Señalé al siguiente en ser ejecutado que enseguida fue liberado del peso de la cruz así como de sus ropas y Stuart sonrió apenas lo suficiente como para darme a comprender que yo actuaba según un plan. El reo exhibió un cuerpo florido de lisos muslos, culo aterciopelado y espalda interminable y Robin ya ordenaba que entre dos, lo sujetaran a fin de facilitarme la tarea de metérsela y de revolverme en su interior. Su rostro aunque joven, asonante con su torso lechoso y terso de adolescente y los delicados brazos, no era equilibrado. Había en él una informidad quizá a causa de su mandíbula demasiado alargada o sus ojos sapunos o quizás de la desigual pelusa de su bozo que en la mortecina luz de antorchas, lo hacía repulsivo. Gritaba exageradamente y yo lo detesté por permitirse, a pesar de su fealdad, ponderar de esa manera la manifestación de su dolor. Busqué su ojete entre los relucientes glúteos y lo ensalivé mínimamente para permitirle el paso a mi polla. Gritó aún más si cabía al sentirla deslizarse dentro y yo embrutecido no tuve reparo en golpear con ímpetu y sin miramientos el trasero que se hacía sentir agradablemente al contacto con la parte alta de mis muslos al final de cada embate. Golpeé y golpeé apresando sus testículos y estrujándolos con fuerza, exhortándole a gritar cuanto quisiera pues su dios se hallaba lejos, inalcanzable a sus lamentos. Y él obediente así hacía como un animalejo apresado excitándome cada vez más y animándome a embestir ciegamente, desalojando entero mi rabo de su culo para meterlo de nuevo en su interior con toda la brusquedad de que era capaz sin atender a los límites que mi propia resistencia a la fricción pudieran imponerme.
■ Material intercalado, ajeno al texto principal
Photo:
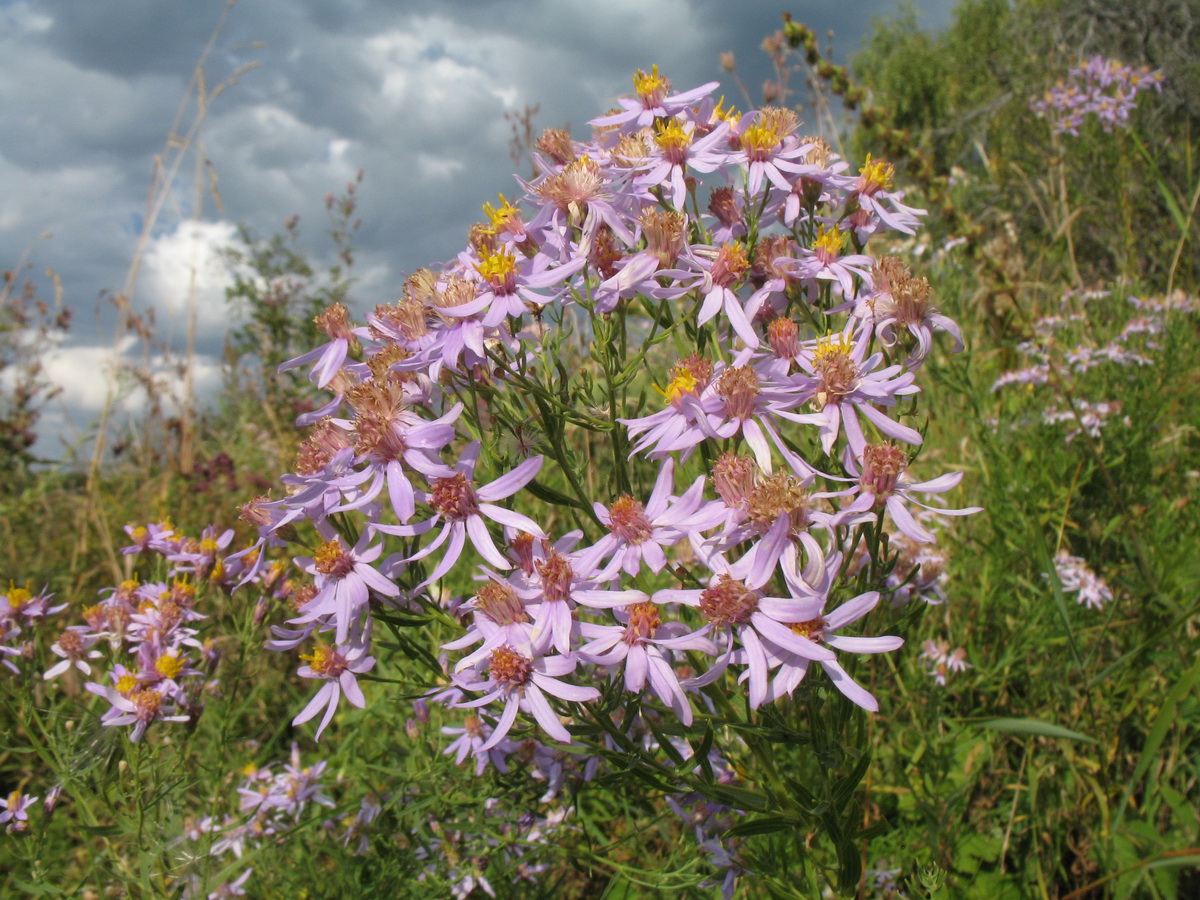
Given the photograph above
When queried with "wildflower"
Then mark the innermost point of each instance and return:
(639, 535)
(845, 388)
(943, 661)
(460, 507)
(642, 642)
(1074, 575)
(735, 604)
(883, 481)
(901, 300)
(471, 739)
(678, 151)
(328, 358)
(877, 202)
(653, 101)
(820, 629)
(345, 579)
(720, 270)
(826, 262)
(767, 139)
(135, 705)
(75, 647)
(337, 666)
(522, 683)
Me corrí todo lo deprisa que pude a fin de ahorrarle a mi verga el sacrificio de empujar mierda tan innoble y obligándolo a dejarse caer de rodillas restregué en su cara toda la miasma de su intestino que se había adherido a mi polla. Y aún cuando terminé mi aseo, él siguió gritando, negándose a ser crucificado. Todavía sujeto por ambos brazos, Kimberley aprovechó para propinarle una buena tanda de patadas en los cojones que lo tranquilizaron y castrarlo con su cuchillo. Gesto en apariencia cruel pero que le ahorraría una larga agonía en la cruz y que aliviaría al paisaje de sus gritos. Ya en silencio, fue izado.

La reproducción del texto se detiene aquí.